El hijo perdido, n.º 1980 - mayo 2014

Título original: A Wolff at Heart

Publicada originalmente por Harlequin Enterprises, Ltd.

 

Todos los derechos están reservados incluidos los de reproducción, total o parcial. Esta edición ha sido publicada con autorización de Harlequin Books S.A.

Esta es una obra de ficción. Nombres, caracteres, lugares, y situaciones son producto de la imaginación del autor o son utilizados ficticiamente, y cualquier parecido con personas, vivas o muertas, establecimientos de negocios (comerciales), hechos o situaciones son pura coincidencia.

® Harlequin, Harlequin Deseo y logotipo Harlequin son marcas registradas propiedad de Harlequin Enterprises Limited.

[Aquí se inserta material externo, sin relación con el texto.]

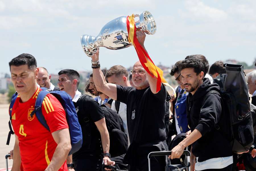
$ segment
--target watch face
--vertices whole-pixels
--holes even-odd
[[[108,156],[110,158],[110,154],[109,153],[105,153],[104,154],[104,156]]]

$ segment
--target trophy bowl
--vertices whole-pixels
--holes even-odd
[[[156,22],[150,12],[145,11],[140,15],[135,15],[134,17],[139,18],[139,20],[135,22],[137,30],[143,30],[148,34],[155,33]],[[96,37],[85,34],[82,35],[81,43],[86,55],[91,57],[100,47],[116,50],[132,45],[128,40],[126,18],[125,16],[121,16],[108,22]]]

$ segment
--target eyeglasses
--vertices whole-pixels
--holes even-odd
[[[181,74],[181,73],[179,74],[179,76],[178,76],[178,77],[175,78],[175,81],[179,81],[179,77],[180,76],[180,75]]]
[[[145,70],[131,70],[131,74],[132,75],[134,75],[137,72],[138,72],[138,73],[140,74],[144,74],[145,73]]]

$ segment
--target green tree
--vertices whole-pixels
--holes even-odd
[[[11,98],[13,94],[16,92],[16,90],[12,85],[9,85],[8,86],[8,98],[9,98],[9,101],[11,101]]]

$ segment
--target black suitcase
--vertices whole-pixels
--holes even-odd
[[[156,151],[156,152],[151,152],[149,153],[148,154],[148,170],[149,171],[150,171],[150,157],[152,156],[165,156],[167,155],[170,155],[172,153],[172,151]],[[190,170],[189,167],[190,164],[189,162],[188,162],[188,161],[189,160],[188,159],[188,157],[191,156],[190,153],[189,152],[189,151],[187,150],[185,150],[183,152],[183,153],[182,154],[183,155],[186,155],[186,160],[187,161],[187,164],[186,165],[185,165],[185,164],[184,164],[183,165],[185,166],[185,167],[187,168],[187,171],[189,171]],[[183,162],[183,161],[182,160],[181,161],[181,162]],[[169,162],[170,160],[168,160],[168,163],[167,164],[167,165],[166,166],[166,170],[170,170],[170,169],[173,169],[172,170],[180,170],[180,171],[185,171],[186,170],[184,169],[180,169],[179,168],[179,167],[181,166],[177,166],[178,165],[177,165],[176,164],[175,165],[172,165],[171,164],[169,164]]]

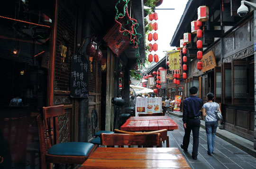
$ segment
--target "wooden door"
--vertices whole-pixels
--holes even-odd
[[[214,67],[214,101],[221,102],[221,69]]]

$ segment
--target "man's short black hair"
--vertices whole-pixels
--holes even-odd
[[[193,86],[189,88],[189,92],[192,95],[195,95],[197,93],[197,91],[198,91],[198,89],[195,86]]]
[[[206,96],[207,96],[207,99],[208,100],[212,100],[213,98],[214,97],[214,95],[212,93],[209,93],[207,94]]]

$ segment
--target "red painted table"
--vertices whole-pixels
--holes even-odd
[[[127,131],[150,131],[162,129],[178,129],[177,124],[168,116],[131,117],[120,129]]]

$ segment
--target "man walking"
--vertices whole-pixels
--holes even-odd
[[[191,130],[193,133],[193,151],[192,158],[197,159],[197,151],[199,143],[199,129],[200,128],[200,109],[203,105],[201,99],[196,97],[198,89],[195,86],[189,89],[190,97],[186,98],[183,102],[183,125],[185,129],[185,135],[183,137],[183,143],[181,147],[185,151],[188,151],[189,139]]]

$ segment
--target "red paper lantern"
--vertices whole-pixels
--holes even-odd
[[[154,33],[154,40],[156,41],[158,39],[158,35],[156,32]]]
[[[152,61],[153,61],[153,54],[149,54],[148,55],[148,58],[147,58],[147,60],[148,60],[148,62],[152,62]]]
[[[197,25],[196,24],[196,20],[193,20],[191,22],[191,33],[195,34],[196,34],[196,31],[199,29]]]
[[[202,22],[200,21],[200,20],[196,20],[196,25],[198,27],[201,27],[202,26]]]
[[[156,22],[155,22],[153,24],[153,29],[155,30],[158,29],[158,24]]]
[[[201,22],[206,22],[209,18],[209,9],[206,6],[201,6],[197,9],[197,18]]]
[[[153,51],[155,52],[156,52],[157,50],[157,48],[158,48],[158,45],[157,45],[157,44],[155,43],[153,44]]]
[[[101,61],[102,60],[102,52],[100,48],[96,50],[94,58],[97,61]]]
[[[153,51],[153,44],[148,44],[148,46],[149,46],[149,48],[148,48],[148,51],[151,52]]]
[[[174,73],[174,78],[177,78],[177,73]]]
[[[154,19],[155,20],[158,19],[158,15],[157,15],[157,13],[156,12],[155,12],[154,13]]]
[[[182,77],[183,79],[187,79],[187,73],[183,73],[182,74]]]
[[[153,90],[153,91],[155,93],[157,93],[158,92],[158,90],[157,89],[155,89]]]
[[[182,53],[184,54],[187,53],[187,48],[186,47],[184,47],[183,49],[182,49]]]
[[[183,68],[183,70],[184,71],[186,71],[187,70],[187,65],[184,64],[183,65],[183,66],[182,66],[182,68]]]
[[[154,14],[150,14],[148,15],[148,19],[149,19],[150,21],[152,21],[154,19]]]
[[[123,72],[123,71],[120,71],[120,72],[119,72],[119,77],[120,78],[122,78],[123,77],[124,77],[124,72]]]
[[[202,52],[199,51],[197,52],[197,59],[201,60],[202,59]]]
[[[149,31],[152,31],[154,28],[154,25],[152,23],[149,23]]]
[[[152,39],[153,39],[153,34],[150,33],[147,36],[147,40],[148,40],[148,41],[150,42],[152,40]]]
[[[96,53],[96,47],[94,44],[92,42],[89,43],[86,46],[85,53],[90,57],[94,57]]]
[[[158,58],[158,55],[156,54],[155,54],[154,55],[154,61],[155,62],[158,62],[158,61],[159,60],[159,59]]]
[[[202,37],[202,33],[201,29],[198,29],[196,31],[196,36],[198,37],[199,38]]]
[[[154,71],[153,72],[152,72],[152,74],[153,75],[155,76],[157,74],[157,73],[156,72],[156,71]]]
[[[174,84],[176,84],[177,83],[177,79],[174,79]]]
[[[187,62],[187,56],[183,56],[183,62]]]
[[[196,46],[198,49],[201,49],[202,48],[202,42],[201,40],[197,41],[196,43]]]
[[[202,69],[202,62],[199,61],[197,62],[197,69],[201,71]]]

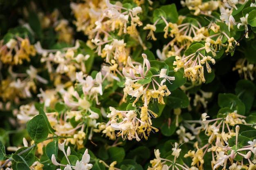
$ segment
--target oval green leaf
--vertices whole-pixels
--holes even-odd
[[[42,115],[37,115],[29,120],[27,125],[27,130],[29,135],[36,144],[44,141],[49,131],[47,123]]]

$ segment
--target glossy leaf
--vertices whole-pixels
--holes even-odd
[[[100,147],[98,152],[99,157],[103,160],[107,160],[109,158],[108,150],[106,149],[106,146],[102,146]]]
[[[245,120],[247,124],[254,124],[256,123],[256,115],[249,115],[245,119]]]
[[[184,54],[186,56],[188,56],[193,53],[198,52],[201,53],[204,56],[205,55],[205,50],[204,49],[198,51],[199,49],[203,47],[204,47],[204,46],[202,44],[200,43],[194,44],[191,45],[189,48],[185,51]]]
[[[110,148],[108,152],[109,155],[108,160],[111,162],[115,161],[117,161],[117,163],[120,162],[124,159],[125,156],[124,148],[117,146]]]
[[[233,110],[237,110],[238,113],[244,115],[245,107],[238,97],[231,93],[220,93],[218,96],[218,104],[221,108],[228,107]]]
[[[56,132],[56,130],[55,130],[55,129],[54,129],[52,127],[52,126],[51,126],[51,124],[50,124],[50,122],[49,120],[48,119],[48,117],[47,117],[47,116],[46,116],[45,113],[45,112],[43,111],[43,110],[42,108],[40,108],[39,109],[39,115],[41,115],[43,116],[44,118],[45,118],[45,121],[46,122],[46,123],[47,124],[47,126],[48,126],[48,128],[49,128],[49,130],[50,130],[50,132],[51,132],[52,133],[54,133],[54,132]]]
[[[167,22],[171,23],[176,23],[178,21],[179,14],[178,14],[175,4],[163,5],[160,7],[160,9],[163,10],[166,14],[166,16],[164,18]]]
[[[70,164],[71,164],[71,165],[72,165],[73,166],[75,166],[76,165],[76,161],[77,160],[80,161],[79,160],[79,159],[77,157],[76,157],[75,155],[71,155],[68,156],[67,157],[67,158],[68,158],[68,159],[70,160]],[[69,164],[68,163],[68,162],[67,161],[67,158],[66,158],[66,157],[63,157],[63,158],[61,160],[61,163],[63,164],[63,165],[67,165],[67,164]],[[65,168],[64,166],[61,166],[60,168],[62,170],[63,170]]]
[[[146,153],[144,154],[145,156]],[[136,155],[135,155],[136,157]],[[141,165],[138,164],[136,161],[133,159],[125,159],[120,163],[120,168],[122,170],[143,170],[143,168]]]
[[[243,124],[237,124],[233,127],[233,130],[234,132],[236,131],[236,125],[238,125],[240,127],[240,128],[239,129],[239,133],[241,133],[242,132],[245,132],[247,130],[256,130],[256,129],[255,128],[248,125],[246,125]]]
[[[247,21],[252,26],[256,26],[256,9],[253,9],[249,12]]]
[[[170,120],[171,120],[171,119]],[[170,124],[169,124],[169,123],[171,123]],[[171,136],[176,131],[176,128],[175,121],[169,122],[167,120],[162,126],[161,132],[165,136]]]
[[[97,159],[95,163],[93,163],[93,166],[92,166],[92,170],[105,170],[106,169],[103,163],[100,163],[99,162],[99,159]]]
[[[27,129],[29,137],[36,144],[44,141],[49,134],[47,123],[42,115],[37,115],[29,120]]]
[[[0,141],[0,161],[4,160],[5,154],[5,147]]]
[[[12,157],[14,160],[12,162],[12,166],[13,170],[30,170],[29,166],[22,157],[14,154]]]
[[[161,9],[155,9],[153,12],[153,22],[155,22],[157,20],[161,18],[162,16],[164,18],[166,18],[166,13]]]
[[[189,104],[186,95],[178,88],[171,92],[171,95],[166,98],[166,104],[171,108],[185,108]]]
[[[28,147],[21,148],[18,150],[17,151],[15,152],[15,153],[18,154],[28,148],[29,148]],[[27,165],[30,166],[32,165],[32,164],[33,164],[35,161],[35,152],[36,149],[34,147],[31,149],[28,150],[21,154],[19,154],[19,155],[24,159]]]
[[[255,90],[255,85],[250,81],[241,79],[236,83],[235,89],[236,94],[245,104],[245,113],[249,112],[252,108]]]
[[[232,137],[229,139],[229,146],[233,146],[236,145],[236,136]],[[249,138],[244,136],[238,136],[237,143],[237,148],[243,148],[243,146],[248,145],[248,142],[251,140]]]
[[[145,77],[145,78],[140,79],[137,81],[137,83],[141,85],[148,84],[152,81],[151,78],[153,75],[151,72],[149,71],[147,73],[147,75]]]
[[[45,153],[50,159],[52,159],[52,155],[54,154],[55,157],[58,155],[58,138],[48,144],[45,148]]]

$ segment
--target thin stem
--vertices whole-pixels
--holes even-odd
[[[25,152],[26,152],[28,150],[29,150],[31,149],[32,148],[34,148],[36,146],[36,145],[35,144],[33,144],[33,145],[32,145],[31,146],[27,148],[27,149],[25,149],[24,150],[22,150],[22,151],[20,152],[20,153],[18,153],[17,155],[20,155],[22,153],[24,153]],[[4,168],[4,166],[5,166],[8,163],[9,163],[10,161],[12,161],[12,158],[10,158],[7,161],[6,161],[6,162],[4,162],[4,163],[2,164],[2,166],[1,166],[1,167],[0,167],[0,169],[2,168]]]

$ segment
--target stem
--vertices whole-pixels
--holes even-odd
[[[18,153],[17,155],[20,155],[21,154],[22,154],[23,153],[25,152],[26,152],[28,150],[31,150],[31,149],[32,149],[32,148],[34,148],[35,146],[36,146],[36,145],[35,144],[33,144],[32,146],[31,146],[29,147],[29,148],[27,148],[27,149],[26,149],[25,150],[22,150],[22,151],[20,152],[20,153]],[[7,164],[8,163],[9,163],[10,161],[12,161],[12,158],[10,158],[9,159],[8,159],[7,161],[6,161],[6,162],[4,162],[4,163],[3,164],[2,164],[2,166],[1,166],[1,167],[0,167],[0,169],[2,168],[4,168],[4,166],[5,166],[6,165],[6,164]]]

® y ™ son marcas registradas por Harlequin Enterprises Limited y sus filiales, utilizadas con licencia. Las marcas que lleven ® están registradas en la Oficina Española de Patentes y Marcas y en otros países.

Imagen de cubierta utilizada con permiso de Harlequin Enterprises Limited. Todos los derechos están reservados.

 

I.S.B.N.: 978-84-687-4283-0

Editor responsable: Luis Pugni

 

Conversión ebook: MT Color & Diseño

Capítulo Uno

 

Pierce Avery no tenía un buen día. De hecho, no había tenido un día tan malo en su vida. La tensión se había adueñado de su estómago y le retumbaba la cabeza. Le sudaban las manos. Ni siquiera debería conducir en aquel estado de ánimo.

Su primera reacción ante una crisis así habría sido irse al río con su piragua. En una calurosa tarde de agosto como aquella, no había nada como sentir la humedad en la cara para atraer, paradójicamente, tanto la euforia como la tranquilidad. Desde niño sabía que no estaba hecho para trabajar tras una mesa. La madre naturaleza lo llamaba, lo seducía, lo reclamaba.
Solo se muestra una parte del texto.